Three Cheers for Tim Cook!
If you believe that America has big problems because our culture no longer recognizes rights, encourages innovation or celebrates success – then you gotta be a little encouraged by Apple’s CEO. If you are looking for some spine amongst the producers of the world to get involved in the battle for our culture, Mr. Cook showed a hint of what we really need. Cook was unapologetic in front of the Senate Permanent Subcommittee on Investigations about Apple’s use of the tax code to reduce its tax burden as much as possible for shareholders.
Like many successful corporations, Apple keeps some of its earnings overseas to avoid paying taxes in the US. There’s been a drumbeat amongst lawmakers saying that these greedy capitalists should “repatriate” their cash so that it can be taxed here. Today, Mr. Cook stood up to these blowhard hypocrites.
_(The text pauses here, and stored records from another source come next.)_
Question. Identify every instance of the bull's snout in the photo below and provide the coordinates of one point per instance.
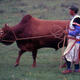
(1, 33)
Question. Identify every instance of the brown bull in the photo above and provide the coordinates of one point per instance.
(32, 33)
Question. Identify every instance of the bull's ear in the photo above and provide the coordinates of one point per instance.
(6, 25)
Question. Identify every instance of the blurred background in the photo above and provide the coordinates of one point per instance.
(12, 11)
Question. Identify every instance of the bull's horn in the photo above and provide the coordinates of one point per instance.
(6, 24)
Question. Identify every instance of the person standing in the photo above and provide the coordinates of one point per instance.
(71, 53)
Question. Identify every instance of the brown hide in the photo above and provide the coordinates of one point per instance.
(33, 27)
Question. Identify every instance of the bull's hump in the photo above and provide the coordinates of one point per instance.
(26, 18)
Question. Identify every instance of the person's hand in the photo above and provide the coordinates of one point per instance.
(65, 32)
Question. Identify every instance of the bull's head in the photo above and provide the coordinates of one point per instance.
(6, 35)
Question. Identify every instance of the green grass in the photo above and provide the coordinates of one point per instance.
(11, 12)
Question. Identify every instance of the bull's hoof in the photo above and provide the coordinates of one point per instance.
(16, 65)
(33, 65)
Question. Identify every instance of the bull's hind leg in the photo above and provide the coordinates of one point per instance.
(34, 55)
(18, 58)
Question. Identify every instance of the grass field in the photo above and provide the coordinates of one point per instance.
(11, 12)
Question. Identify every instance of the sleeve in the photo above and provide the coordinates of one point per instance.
(75, 32)
(76, 21)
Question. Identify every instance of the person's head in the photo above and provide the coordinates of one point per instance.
(73, 10)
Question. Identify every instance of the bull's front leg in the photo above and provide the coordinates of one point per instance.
(34, 55)
(18, 58)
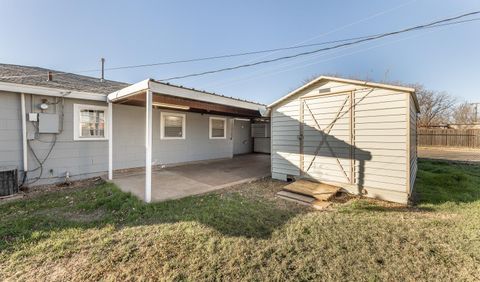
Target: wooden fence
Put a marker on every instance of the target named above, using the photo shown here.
(449, 137)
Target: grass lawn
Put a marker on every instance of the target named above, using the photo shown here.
(244, 233)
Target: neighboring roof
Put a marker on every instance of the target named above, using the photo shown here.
(350, 81)
(12, 75)
(182, 92)
(35, 76)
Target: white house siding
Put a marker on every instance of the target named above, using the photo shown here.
(90, 158)
(413, 144)
(10, 130)
(379, 139)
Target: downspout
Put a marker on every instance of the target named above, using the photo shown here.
(24, 137)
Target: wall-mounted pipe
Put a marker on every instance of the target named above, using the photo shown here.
(24, 133)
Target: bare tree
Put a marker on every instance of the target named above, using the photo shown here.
(464, 114)
(435, 107)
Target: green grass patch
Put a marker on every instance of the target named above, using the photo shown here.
(101, 233)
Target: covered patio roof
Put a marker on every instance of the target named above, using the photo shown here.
(150, 93)
(181, 98)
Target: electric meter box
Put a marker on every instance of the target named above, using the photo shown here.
(48, 123)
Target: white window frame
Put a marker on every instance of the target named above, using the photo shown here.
(210, 127)
(77, 126)
(162, 125)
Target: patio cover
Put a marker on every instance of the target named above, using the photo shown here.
(150, 93)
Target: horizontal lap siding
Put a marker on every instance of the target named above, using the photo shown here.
(380, 133)
(331, 114)
(413, 143)
(10, 130)
(90, 158)
(380, 130)
(285, 143)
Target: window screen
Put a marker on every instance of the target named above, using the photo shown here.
(92, 123)
(218, 128)
(173, 126)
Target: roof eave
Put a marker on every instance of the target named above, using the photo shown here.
(49, 91)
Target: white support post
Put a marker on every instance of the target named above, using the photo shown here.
(110, 140)
(148, 146)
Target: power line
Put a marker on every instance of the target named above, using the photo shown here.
(358, 39)
(375, 37)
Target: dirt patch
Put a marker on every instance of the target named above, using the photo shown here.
(42, 189)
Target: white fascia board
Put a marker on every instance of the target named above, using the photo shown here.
(129, 90)
(176, 91)
(47, 91)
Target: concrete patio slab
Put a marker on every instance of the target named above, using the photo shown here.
(192, 179)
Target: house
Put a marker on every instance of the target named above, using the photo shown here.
(58, 126)
(354, 134)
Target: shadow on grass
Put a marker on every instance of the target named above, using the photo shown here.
(440, 182)
(437, 183)
(230, 214)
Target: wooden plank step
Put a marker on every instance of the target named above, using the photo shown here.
(319, 191)
(320, 205)
(301, 199)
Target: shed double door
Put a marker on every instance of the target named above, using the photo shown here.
(326, 138)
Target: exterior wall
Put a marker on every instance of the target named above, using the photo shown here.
(413, 144)
(242, 137)
(379, 131)
(10, 130)
(90, 158)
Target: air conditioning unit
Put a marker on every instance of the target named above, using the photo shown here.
(8, 180)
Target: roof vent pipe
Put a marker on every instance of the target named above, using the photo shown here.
(102, 79)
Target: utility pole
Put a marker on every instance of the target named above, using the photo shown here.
(102, 60)
(475, 105)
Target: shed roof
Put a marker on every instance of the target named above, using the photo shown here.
(350, 81)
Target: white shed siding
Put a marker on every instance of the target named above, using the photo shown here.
(380, 128)
(379, 138)
(285, 129)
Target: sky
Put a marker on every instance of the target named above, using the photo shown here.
(73, 35)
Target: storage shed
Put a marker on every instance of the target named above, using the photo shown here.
(355, 134)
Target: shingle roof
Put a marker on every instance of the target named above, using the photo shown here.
(36, 76)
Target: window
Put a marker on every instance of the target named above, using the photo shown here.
(90, 122)
(218, 128)
(172, 126)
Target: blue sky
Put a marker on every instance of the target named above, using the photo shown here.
(74, 35)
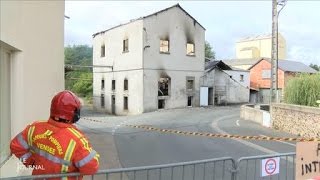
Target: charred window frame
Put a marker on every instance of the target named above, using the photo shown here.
(125, 84)
(113, 85)
(164, 86)
(103, 50)
(190, 49)
(164, 46)
(125, 45)
(125, 103)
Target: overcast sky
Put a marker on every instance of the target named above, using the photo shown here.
(225, 22)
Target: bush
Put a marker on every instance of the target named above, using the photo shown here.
(303, 89)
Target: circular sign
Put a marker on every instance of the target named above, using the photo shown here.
(270, 166)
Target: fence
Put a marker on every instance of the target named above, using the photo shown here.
(225, 168)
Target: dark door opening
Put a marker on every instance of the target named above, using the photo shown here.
(113, 104)
(189, 101)
(161, 104)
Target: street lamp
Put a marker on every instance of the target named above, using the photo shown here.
(274, 94)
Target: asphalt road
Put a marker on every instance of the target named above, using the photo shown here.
(121, 146)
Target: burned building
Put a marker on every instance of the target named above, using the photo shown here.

Cook not only detailed the many and varied investments and job creation Apple is responsible for within the U.S. but also pointed to the “extraordinary” amount of corporate income taxes it pays—$6 billion in 2012. Even more importantly, he called for reform and a single digit corporate income tax rate, which would take America down from having the highest statutory corporate tax rate in the world.
Ok, so we’re a long way from Hank Rearden’s trial speech in Atlas Shrugged:
“…I work for nothing but my own profit – which I make by selling a product they need to men who are willing and able to buy it. I do not produce it for their benefit at the expense of mine, and they do not buy it for my benefit at the expense of theirs; I do not sacrifice my interests to the m nor do they sacrifice theirs to me; we deal as equals by mutual consent to mutual advantage – and I am proud of every penny that I have earned in this manner. I am rich and I am proud of every penny I own…”
But this is a start – when we have the CEO of one of the most innovative and valuable companies in the world challenge the assumptions behind confiscatory taxes and the labyrinth IRS code, especially given the recent scandal of that agency blatantly being used as a political tool, it’s a good sign. Now, if only the Cooks of the world would use Ayn Rand’s help in addressing the looters and Senators:
“I could say to you that I have done more good for my fellow men than you can ever hope to accomplish – but I will not say it, because I do not seek the good of others as a sanction for my right to exist, nor do I recognize the good of others as a justification for their seizure of my property or their destruction of my life.”
We have a long battle ahead of us to educate (mostly the producers) that we don’t need to continue sanctioning such cannibalism as we’ve seen over the past 100 years but we don’t have that much time. Tim Cook’s testimony hopefully opened the door for more courageous acts on the part of leaders everywhere to speak the truth about who they are working for and why.